ISSN 2359-5191

10/11/2004 - Ano: 37 - Edição Nº: 18 - Saúde - Instituto de Psicologia
Flores ajudam portadores de doença incurável a viver melhor
Voltadas para pessoas com esclerose lateral amiotrófica, oficinas de arranjos florais trazem novas experiências e sensações a quem já não tem muito tempo de vida.

São Paulo (AUN - USP) - Através de uma pesquisa inovadora desenvolvida no Instituto de Psicologia da USP, pacientes com esclerose lateral amiotrófica (ELA) podem sentir-se mais vivos e presentes, apesar da doença degenerativa que carregam. Eles são atendidos de forma diferenciada: antes da consulta, participam de oficinas de arranjos florais, onde são estimulados a experimentar novas formas de se relacionar com o mundo. Esse tipo de atendimento psicológico faz parte do projeto “Ser e Fazer: oficinas psicoterapêuticas de criação” – que pertence ao Laboratório de Saúde Mental e Psicologia Clínica Social, do Departamento de Psicologia Clínica.

A ELA é uma doença degenerativa que leva o paciente à morte em aproximadamente três anos. O neurônio motor é afetado e os músculos vão, progressivamente, ficando paralisados. A maioria dos casos ocorre em adultos, a partir dos 45 anos. Contudo, pessoas mais jovens também correm o risco de serem portadoras. A impossibilidade de respirar é a causa mais provável de morte – já que o diafragma também é um músculo. “Isso é importante: a lucidez, o pensamento e as emoções ficam preservados até o fim”, explica a pesquisadora Lígia Masagão Vitali.

O paciente portador de ELA sente-se preso dentro do próprio corpo, além de estar quase totalmente impossibilitado de se comunicar (só o piscar dos olhos não é afetado). Assim, as pessoas “esquecem” que existe dentro daquele corpo imóvel um ser humano vivo. A pesquisadora explica que não há maldade nisso: há, na verdade, uma dificuldade emocional de lidar com o sofrimento tão intenso. A progressiva incapacidade de se movimentar, de falar, de deglutir, deixa o paciente e a família muito perturbados. A morte anunciada é outro agravante, assim como as mudanças drásticas que ocorrem no dia-a-dia da família.

Então, uma vez por semana, os pacientes participam das oficinas de criação de arranjos florais, que ocorrem antes das consultas médicas. “A locomoção deles é muito difícil, e, por isso, aproveito as consultas para fazer as oficinas – que se tornaram a sala de espera do ambulatório. Ao chegarem, os pacientes fazem os arranjos, e os médicos vão chamá-los lá”, conta Lígia. Mas há alguns que aparecem só por causa da oficina. Os grupos são diferentes a cada semana e as famílias também participam.

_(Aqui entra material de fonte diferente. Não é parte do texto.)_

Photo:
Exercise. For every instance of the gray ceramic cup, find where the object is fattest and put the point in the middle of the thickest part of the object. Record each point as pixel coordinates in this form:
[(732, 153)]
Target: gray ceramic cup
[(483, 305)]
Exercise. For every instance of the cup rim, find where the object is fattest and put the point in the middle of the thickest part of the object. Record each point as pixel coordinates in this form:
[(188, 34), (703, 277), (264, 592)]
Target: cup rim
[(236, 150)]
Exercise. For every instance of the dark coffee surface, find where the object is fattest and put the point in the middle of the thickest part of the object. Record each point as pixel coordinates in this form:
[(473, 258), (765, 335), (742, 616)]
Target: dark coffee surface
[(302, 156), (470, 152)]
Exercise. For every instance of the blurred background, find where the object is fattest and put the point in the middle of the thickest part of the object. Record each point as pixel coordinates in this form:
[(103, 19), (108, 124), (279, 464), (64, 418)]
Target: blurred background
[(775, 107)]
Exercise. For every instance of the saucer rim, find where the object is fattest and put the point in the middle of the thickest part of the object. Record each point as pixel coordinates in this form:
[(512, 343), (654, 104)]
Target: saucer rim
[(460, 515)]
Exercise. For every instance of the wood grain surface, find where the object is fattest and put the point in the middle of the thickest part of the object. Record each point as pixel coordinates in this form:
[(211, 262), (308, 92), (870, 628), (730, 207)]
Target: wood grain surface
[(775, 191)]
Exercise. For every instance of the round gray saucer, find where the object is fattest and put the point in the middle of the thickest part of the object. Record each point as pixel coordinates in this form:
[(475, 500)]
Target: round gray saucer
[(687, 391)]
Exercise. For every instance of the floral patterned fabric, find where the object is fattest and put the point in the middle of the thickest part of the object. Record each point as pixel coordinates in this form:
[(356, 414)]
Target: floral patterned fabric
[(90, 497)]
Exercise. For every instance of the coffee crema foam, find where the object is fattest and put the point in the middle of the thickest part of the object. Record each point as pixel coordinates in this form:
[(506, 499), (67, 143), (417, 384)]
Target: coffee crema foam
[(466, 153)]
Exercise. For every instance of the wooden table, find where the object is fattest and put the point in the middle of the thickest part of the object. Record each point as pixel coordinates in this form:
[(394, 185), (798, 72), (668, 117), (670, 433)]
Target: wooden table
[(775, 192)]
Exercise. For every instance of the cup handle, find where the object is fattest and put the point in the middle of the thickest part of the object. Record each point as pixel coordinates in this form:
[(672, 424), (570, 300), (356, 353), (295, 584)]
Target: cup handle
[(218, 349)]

A idéia é que, usando materialidades mediadoras (as flores, no caso), crie-se um espaço de novas vivências e experiências, para que o paciente encontre novas formas de ser / existir. Nesse “registro existencial”, ele pode sentir-se mais vivo e real, presente no mundo. Assim, fica mais fácil enfrentar o drama da doença. Se algum dos pacientes já não mexe os braços, isso não é problema: ele escolhe o vaso (geralmente, sucatas), as flores, a disposição delas no recipiente, e, então, alguém da família o ajuda “emprestando” seus movimentos. Mas o autor do arranjo é o paciente. “A minha tese quer mostrar que, mesmo em condições tão extremas, é possível sentir-se presente e agindo no mundo, se for dado a ele um ambiente favorável à (re) criação desse mundo. Winnicott propõe que todo ser humano é capaz de (re) criar o mundo durante toda a vida”, afirma Lígia. Donald Winnicott é o psicanalista no qual se baseiam as pesquisas de Lígia e o projeto “Ser e Fazer”.

Os estudos desta “abordagem psicoterapêutica diferenciada” e os trabalhos com portadores da ELA vêm acontecendo já há dois anos e, no começo de dezembro, será defendida uma dissertação de mestrado sobre o tema. A pesquisadora já tinha experiência no atendimento de pacientes portadores de doenças sem cura, e decidiu dar continuidade a este projeto por ele estar voltado à comunidade carente – que raramente tem acesso à psicologia – e por se tratar justamente de uma doença incurável. “Acho importante dar a essas pessoas condições emocionais de se sentirem vivas, mesmo que a morte seja iminente. Enquanto ela não chega, esses pacientes estão vivos, entende?”, diz Lígia.

As oficinas de arranjos florais acontecem todas as quintas-feiras, a partir das 13h, no setor neuromuscular da Escola Paulista de Medicina (rua Pedro de Toledo, 377).